Podcast: Pablo Torre Finds Out
Episode: Revenge & Share & Tell, with Mina Kimes and Dan Le Batard
Date: May 31, 2024
Theme:
This episode dives into the psychology and culture of revenge, explores the evolution of male-female friendships as adults, and debates the science and feelings around intermittent fasting. With Pablo Torre joined by Mina Kimes and Dan Le Batard, the conversation is part introspective, part hilarious confession, and always rooted in both personal experience and broader implications for sports and society.
On control and pain:
“I just don’t like the feeling of not knowing what’s going on with part of my body. Like, if there is something wrong with it, if you’re numb, you don’t know. And that bothers me a lot.”
— Mina Kimes (01:55)
Scorekeeping in relationships:
“Liz did not use an epidural, and I have lost the high ground in every argument since.”
— Pablo Torre (03:45)
Revenge as species-wide impulse:
“Chimpanzees and elephants are also drawn to revenge…”
— Dan Le Batard (09:13)
Revenge’s simple pleasure:
“It felt good... it's literally the most passive of aggression.”
— Dan Le Batard (11:31)
Internet revenge:
“What is that if not the tiny act of revenge? And I do it all the time.”
— Mina Kimes (15:20)
Perspective on all-boys education:
“I loved it and now I regret it.
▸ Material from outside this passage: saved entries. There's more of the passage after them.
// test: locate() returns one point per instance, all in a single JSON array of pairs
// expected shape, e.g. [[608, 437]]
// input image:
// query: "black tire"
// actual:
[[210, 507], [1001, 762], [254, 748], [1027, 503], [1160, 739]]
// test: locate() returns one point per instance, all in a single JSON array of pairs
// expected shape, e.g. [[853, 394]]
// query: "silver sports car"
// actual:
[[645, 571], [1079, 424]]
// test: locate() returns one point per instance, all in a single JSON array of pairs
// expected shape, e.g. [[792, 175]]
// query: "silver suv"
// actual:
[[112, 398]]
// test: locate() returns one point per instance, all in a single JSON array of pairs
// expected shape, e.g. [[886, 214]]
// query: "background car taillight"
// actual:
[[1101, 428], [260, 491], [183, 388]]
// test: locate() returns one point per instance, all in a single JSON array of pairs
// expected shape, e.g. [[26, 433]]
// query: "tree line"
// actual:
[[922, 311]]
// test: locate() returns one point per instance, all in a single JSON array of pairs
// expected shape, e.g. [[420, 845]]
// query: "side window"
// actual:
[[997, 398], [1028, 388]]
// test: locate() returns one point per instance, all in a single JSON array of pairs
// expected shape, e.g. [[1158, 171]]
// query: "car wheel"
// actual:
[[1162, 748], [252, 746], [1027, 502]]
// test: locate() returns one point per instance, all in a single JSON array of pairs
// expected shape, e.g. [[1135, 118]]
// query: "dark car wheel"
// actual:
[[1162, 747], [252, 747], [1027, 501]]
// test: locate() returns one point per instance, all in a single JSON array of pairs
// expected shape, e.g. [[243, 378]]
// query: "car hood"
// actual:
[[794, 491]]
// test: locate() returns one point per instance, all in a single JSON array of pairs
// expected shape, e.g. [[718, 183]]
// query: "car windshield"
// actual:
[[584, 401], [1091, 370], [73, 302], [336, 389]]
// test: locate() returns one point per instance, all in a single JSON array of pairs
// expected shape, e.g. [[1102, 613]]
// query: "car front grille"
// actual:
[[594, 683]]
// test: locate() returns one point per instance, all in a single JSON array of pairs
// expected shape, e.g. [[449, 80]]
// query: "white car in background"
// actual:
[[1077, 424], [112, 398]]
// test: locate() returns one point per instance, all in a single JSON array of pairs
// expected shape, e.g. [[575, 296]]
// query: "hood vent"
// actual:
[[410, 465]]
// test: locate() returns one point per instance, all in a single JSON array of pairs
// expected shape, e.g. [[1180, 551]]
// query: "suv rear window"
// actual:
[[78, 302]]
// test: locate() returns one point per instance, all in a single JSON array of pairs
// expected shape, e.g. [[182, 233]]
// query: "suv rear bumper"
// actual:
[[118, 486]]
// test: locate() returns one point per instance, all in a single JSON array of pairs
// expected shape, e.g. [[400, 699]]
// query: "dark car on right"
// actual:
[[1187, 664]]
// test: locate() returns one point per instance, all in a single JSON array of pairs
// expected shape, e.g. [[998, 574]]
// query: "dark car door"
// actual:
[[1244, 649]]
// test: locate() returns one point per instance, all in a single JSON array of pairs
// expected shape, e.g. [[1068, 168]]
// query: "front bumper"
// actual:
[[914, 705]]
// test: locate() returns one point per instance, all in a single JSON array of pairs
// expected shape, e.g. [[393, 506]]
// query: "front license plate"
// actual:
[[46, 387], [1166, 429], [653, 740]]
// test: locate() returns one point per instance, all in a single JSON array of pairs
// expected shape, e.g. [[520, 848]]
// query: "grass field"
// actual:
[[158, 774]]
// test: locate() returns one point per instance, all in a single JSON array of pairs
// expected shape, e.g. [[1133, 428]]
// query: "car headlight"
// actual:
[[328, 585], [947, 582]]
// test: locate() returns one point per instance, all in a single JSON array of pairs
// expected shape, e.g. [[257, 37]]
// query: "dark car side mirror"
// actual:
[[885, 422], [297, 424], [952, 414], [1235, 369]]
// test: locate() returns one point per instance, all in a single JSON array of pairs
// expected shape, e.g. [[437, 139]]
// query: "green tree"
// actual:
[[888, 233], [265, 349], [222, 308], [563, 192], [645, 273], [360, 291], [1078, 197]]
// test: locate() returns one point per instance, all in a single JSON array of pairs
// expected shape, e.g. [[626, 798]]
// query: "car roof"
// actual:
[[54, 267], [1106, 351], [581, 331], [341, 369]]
I want my all boys high school to go co ed.”
— Pablo Torre (27:17)
Realizing women’s reality:
“Have you ever, getting into a car, looked over your shoulder to see if someone’s coming up behind you? ...I have not considered the idea that a woman could walk around the earth feeling like prey.”
— Dan Le Batard (29:34)
Intermittent fasting success:
“The only thing that has ever worked for me is intermittent fasting… I have gone from being very close to diabetic to now all of my numbers are right.”
— Dan Le Batard (32:58)
Varied relationship to food:
“I absolutely need the fuel… It gets me out of bed in the morning.”
— Mina Kimes (42:51)
On metrics in dieting:
“Intermittent fasting is just a clever sort of formalization of again, not eating.”
— Pablo Torre (44:09)
This episode of Pablo Torre Finds Out is a lively and relatable exploration of why we want revenge (and how we rationalize it), how our friendships and perceptions of toughness change as adults, and what actually works (or doesn’t) when we try to optimize our bodies. Through personal stories and cultural observations, Pablo, Mina, and Dan turn the everyday—pettiness, dieting, friendship—into compelling, smart, and often funny listening.